It touches on seasons, time, lost and found love and the camaraderie of sitting with friends drinking something of your choice and just existing as the music plays. A wonderful album.
Sunshine Frisbee Laserbeam – Mortuary Pantomime
Sunshine Frisbee Laserbeam are one of the bands that we have followed throughout the life of our little website. We saw them numerous times supporting people at the Hare and Hounds in Birmingham and then as they headlined. Never playing the same set and always twisting away from what we expected, it’s bloody good to have them back.
The guitars follow the vocals, the drums have a light touch and follow the bass that kind of follows the guitar that might vaguely follow the vocals which switch between singers, harmonies and emotions.
The best moments on a sunshine frisbee sunshine album is when the restrained sound suddenly lets go and the cut loose. They just go and they lose it all in the music. There are moments of plaintive loss and heartache, moments of pure fury and bright shiny laserbeams cutting through the lot. It’s just brilliant, listen to it now.
Oxbow – Love’s Holiday
I’ve got this playing through a bluetooth speaker as I write at a table in the Camber Sands holiday camp, kind of like an army camp for holiday makers, old, tired and adequate for what’s needed. Anyway, as I listened a holiday camp worker came and sorted something, glancing at the speaker and trying not to wince. It was on the last song and as a vision of hell, love and loss, songs don’t come much better,,
There’s a fair bit of wincing with Oxbow, this is an album of love songs and as such, because it’s been created by brutally honest people it’s hard to listen to, easy to relate too and best played really really bloody loud.

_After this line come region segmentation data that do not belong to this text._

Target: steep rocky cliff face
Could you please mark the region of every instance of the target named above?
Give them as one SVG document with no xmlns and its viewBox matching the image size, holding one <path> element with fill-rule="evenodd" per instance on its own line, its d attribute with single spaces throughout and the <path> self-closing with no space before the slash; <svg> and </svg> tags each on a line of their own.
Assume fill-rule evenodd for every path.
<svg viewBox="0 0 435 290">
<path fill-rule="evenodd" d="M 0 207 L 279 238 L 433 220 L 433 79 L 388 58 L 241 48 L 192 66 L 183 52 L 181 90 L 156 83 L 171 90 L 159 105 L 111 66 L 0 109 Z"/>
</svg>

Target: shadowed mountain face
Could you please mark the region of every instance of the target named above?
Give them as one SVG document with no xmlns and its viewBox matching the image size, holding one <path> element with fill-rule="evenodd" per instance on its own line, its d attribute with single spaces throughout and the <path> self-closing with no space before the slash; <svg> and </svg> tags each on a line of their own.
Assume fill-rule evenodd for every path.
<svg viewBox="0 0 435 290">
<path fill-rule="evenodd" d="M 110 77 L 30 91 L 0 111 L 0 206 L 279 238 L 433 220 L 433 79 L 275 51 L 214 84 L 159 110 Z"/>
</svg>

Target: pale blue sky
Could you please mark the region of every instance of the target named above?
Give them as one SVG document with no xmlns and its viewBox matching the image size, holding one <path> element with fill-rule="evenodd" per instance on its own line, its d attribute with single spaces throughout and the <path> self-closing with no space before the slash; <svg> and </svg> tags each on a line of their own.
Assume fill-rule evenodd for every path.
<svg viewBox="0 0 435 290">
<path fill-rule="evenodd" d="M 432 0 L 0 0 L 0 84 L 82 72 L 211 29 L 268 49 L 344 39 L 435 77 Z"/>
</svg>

It’s intense, full of spikiness and harsh sounds. Immediate, try doing something else while it’s on, and on occasion, beautiful, calm and crystal clear. The vocals go from staring to be released, to crooned to passionate and vulnerable. The music reflects the vocal, or the vocal reflects the music, these people have been making sound together for so long that I imagine it all comes at once,
They say it’s an album of love songs, as long as you remember that love isn’t just sitting holding hands smiling you will get it.

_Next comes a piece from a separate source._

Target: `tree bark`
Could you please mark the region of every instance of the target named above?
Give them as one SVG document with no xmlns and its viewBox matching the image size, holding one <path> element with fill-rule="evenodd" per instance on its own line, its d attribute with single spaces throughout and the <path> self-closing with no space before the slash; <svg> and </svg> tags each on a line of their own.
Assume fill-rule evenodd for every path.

Hawkwind – Warrior On The Edge Of Time – The Steven Wilson Remix
I’m struggling a bit with this one, I mean it’s Hawkwind for God’s sake, back when they actually meant something. Because they did you know. The list of those influenced by them is immense and they were among the frontrunners of the counter culture in the UK. Proper hippies who tried to change stuff through copious clouds of hash smoke. This is a collaboration between the Hawks and Michael Moorcock, British fantasy writer of the time and as such a lot of the lyrics are twaddle. I don’t mean they’re not good, but they are truly twaddle. But even with that, this album is magnificent. There are full psychedelic freak out sections that rise into a groove and just keep going. There are slow clear jazz infused sections with the Moorcock story wibbling on over them. There’s a folky sea sounding track and synths sweeping out over everything. The guitars get harder and the vocal gets more fey. This is the last Hawkwind album to feature Lemmy who was sacked on the eve of it’s release after, as he has put it, having the wrong drugs.. Speed not acid and dope. But their loss was our gain as we all know what he went on to do. This is a great album well worth a listen.